= Michael Heseltine (civil servant) =

Assistant secretary for Health and Registrar of the General Medical Council

Michael Heseltine (/'hɛzəltain/; 1886–1952) was a senior civil servant in the United Kingdom and later Registrar of the General Medical Council between 1933 and 1951.

==Early life==
Born in 1886 in Norfolk, his father was Rev. Ernest Heseltine, and his uncle was John Postle Heseltine. He was educated at Winchester College and New College, Oxford, where he studied Mods and Greats (Latin and Greek). He wrote a translation of Petronius' Satyricon in 1913, though it was criticised by Stephen Gaselee, the Pepys Librarian at Magdalene College, Cambridge for despite having a "virile and attractive style", having a number of mistranslations from Latin.

==Career==
===Civil servant===
Heseltine was appointed as an administrative civil servant in the Civil Service in 1909 and initially served in the Office of Works and the Home Office. In 1912, he was transferred to the new National Health Insurance Commission and he became known as one of the most able administrators, being awarded the C.B. in 1919 following the First World War. He was the secretary of the Machinery of Government Committee chaired by Viscount Haldane in 1917. He would later represent the Minister of Health on the Dental Board of the United Kingdom from 1928 to 1933. He was subsequently transferred to the new Ministry of Health in which he would serve until 1933.

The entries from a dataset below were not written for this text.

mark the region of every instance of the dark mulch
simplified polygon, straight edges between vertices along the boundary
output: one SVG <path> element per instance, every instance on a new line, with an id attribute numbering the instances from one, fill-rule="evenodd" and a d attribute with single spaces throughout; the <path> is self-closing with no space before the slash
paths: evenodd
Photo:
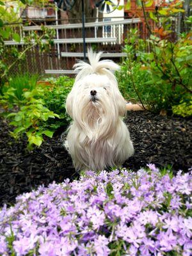
<path id="1" fill-rule="evenodd" d="M 147 112 L 130 112 L 125 120 L 135 154 L 124 167 L 138 170 L 153 163 L 188 172 L 192 166 L 192 121 L 163 117 Z M 66 178 L 77 179 L 72 159 L 60 140 L 61 130 L 39 148 L 28 152 L 26 142 L 16 143 L 9 136 L 6 122 L 0 118 L 0 204 L 12 204 L 15 196 L 40 184 L 47 186 Z"/>

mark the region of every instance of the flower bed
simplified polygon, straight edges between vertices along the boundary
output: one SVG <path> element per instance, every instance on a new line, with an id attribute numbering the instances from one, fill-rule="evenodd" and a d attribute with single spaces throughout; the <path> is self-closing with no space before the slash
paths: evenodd
<path id="1" fill-rule="evenodd" d="M 3 255 L 189 255 L 192 173 L 91 171 L 0 211 Z"/>

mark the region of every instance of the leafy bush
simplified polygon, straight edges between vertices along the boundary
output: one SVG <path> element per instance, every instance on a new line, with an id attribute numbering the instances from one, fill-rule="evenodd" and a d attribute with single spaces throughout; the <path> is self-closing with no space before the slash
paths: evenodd
<path id="1" fill-rule="evenodd" d="M 20 83 L 18 78 L 16 83 L 11 80 L 4 84 L 0 103 L 5 109 L 3 115 L 15 127 L 11 135 L 17 140 L 26 135 L 31 150 L 42 144 L 44 135 L 51 138 L 58 127 L 68 124 L 65 102 L 74 80 L 59 77 L 47 85 L 45 82 L 36 84 L 33 79 L 27 81 L 29 77 L 24 76 Z"/>
<path id="2" fill-rule="evenodd" d="M 147 45 L 150 52 L 145 50 Z M 154 112 L 163 109 L 170 113 L 172 106 L 185 102 L 192 84 L 189 35 L 175 44 L 153 35 L 145 41 L 133 29 L 124 51 L 127 58 L 117 76 L 127 99 L 140 101 Z"/>
<path id="3" fill-rule="evenodd" d="M 45 104 L 50 110 L 60 115 L 60 120 L 56 120 L 58 125 L 63 125 L 70 120 L 66 114 L 65 101 L 74 83 L 74 79 L 67 76 L 60 76 L 57 79 L 49 79 L 52 86 L 49 87 L 44 95 Z M 44 86 L 44 84 L 42 84 Z"/>
<path id="4" fill-rule="evenodd" d="M 189 256 L 191 172 L 148 167 L 90 171 L 19 196 L 0 211 L 0 253 Z"/>

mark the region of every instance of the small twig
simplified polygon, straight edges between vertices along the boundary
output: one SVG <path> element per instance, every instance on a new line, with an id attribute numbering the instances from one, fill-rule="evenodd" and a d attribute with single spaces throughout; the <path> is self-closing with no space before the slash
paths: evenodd
<path id="1" fill-rule="evenodd" d="M 151 29 L 150 28 L 149 24 L 148 24 L 148 20 L 147 20 L 147 17 L 146 12 L 145 12 L 145 5 L 144 5 L 143 0 L 141 0 L 141 2 L 142 10 L 143 10 L 144 18 L 145 18 L 145 21 L 147 27 L 147 28 L 148 28 L 148 29 L 149 31 L 150 34 L 152 34 L 152 33 Z"/>
<path id="2" fill-rule="evenodd" d="M 176 73 L 177 74 L 177 76 L 179 77 L 179 80 L 180 80 L 180 84 L 189 93 L 192 93 L 192 90 L 189 89 L 183 83 L 182 83 L 182 77 L 180 76 L 180 74 L 179 73 L 179 71 L 173 61 L 173 47 L 172 45 L 172 43 L 171 42 L 171 47 L 172 47 L 172 58 L 170 58 L 170 61 L 172 62 L 172 63 L 173 64 L 173 66 L 174 67 Z"/>
<path id="3" fill-rule="evenodd" d="M 38 40 L 40 40 L 44 37 L 44 35 L 42 35 L 38 38 Z M 2 78 L 4 77 L 5 76 L 6 76 L 6 74 L 7 74 L 8 71 L 9 71 L 9 70 L 12 68 L 12 67 L 13 66 L 14 66 L 14 65 L 15 65 L 19 60 L 21 59 L 21 58 L 24 56 L 24 54 L 26 53 L 26 51 L 29 51 L 30 49 L 34 47 L 35 47 L 35 45 L 37 45 L 37 42 L 33 44 L 32 45 L 29 45 L 28 47 L 27 47 L 26 49 L 25 49 L 24 51 L 20 54 L 20 55 L 19 56 L 19 57 L 17 59 L 16 59 L 16 60 L 15 60 L 14 62 L 13 62 L 13 63 L 8 67 L 8 68 L 7 68 L 6 70 L 4 70 L 3 74 L 1 76 L 1 78 L 2 79 Z"/>
<path id="4" fill-rule="evenodd" d="M 141 102 L 141 105 L 142 105 L 142 107 L 143 107 L 143 109 L 147 110 L 147 111 L 150 111 L 148 109 L 147 109 L 145 107 L 144 104 L 143 104 L 143 100 L 141 100 L 141 97 L 140 97 L 140 93 L 139 93 L 139 92 L 138 92 L 137 88 L 136 88 L 136 86 L 135 86 L 135 84 L 134 84 L 134 77 L 133 77 L 133 75 L 132 75 L 132 72 L 131 67 L 131 65 L 130 65 L 130 59 L 129 59 L 129 56 L 128 56 L 128 58 L 129 58 L 129 69 L 130 69 L 130 74 L 131 74 L 131 81 L 132 81 L 132 87 L 133 87 L 133 88 L 134 88 L 135 92 L 136 93 L 136 95 L 138 95 L 138 98 L 139 98 L 139 100 L 140 100 L 140 102 Z"/>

===General Medical Council===
Heseltine joined the General Medical Council in 1933 as Registrar, also joining the Dental Board of the United Kingdom in the same role. He would remain in these positions until 1951 and 1946 respectively. Heseltine was praised for his role in passing the 1950 Medical Act which introduced disciplinary boards and compulsory training years for doctors. Lord Hacking paid tribute to him during the second reading in the House of Lords: for the great part which he played from the very commencement of the discussions until their successful completion some months ago.

===Later life and death===
After retiring from the post of registrar aged sixty-four, Heseltine continued to conduct research and write about the history of medical education for the General Medical Council and a post of Librarian was created especially for him. He died following a short illness on 13 March 1952, less than a year after his retirement.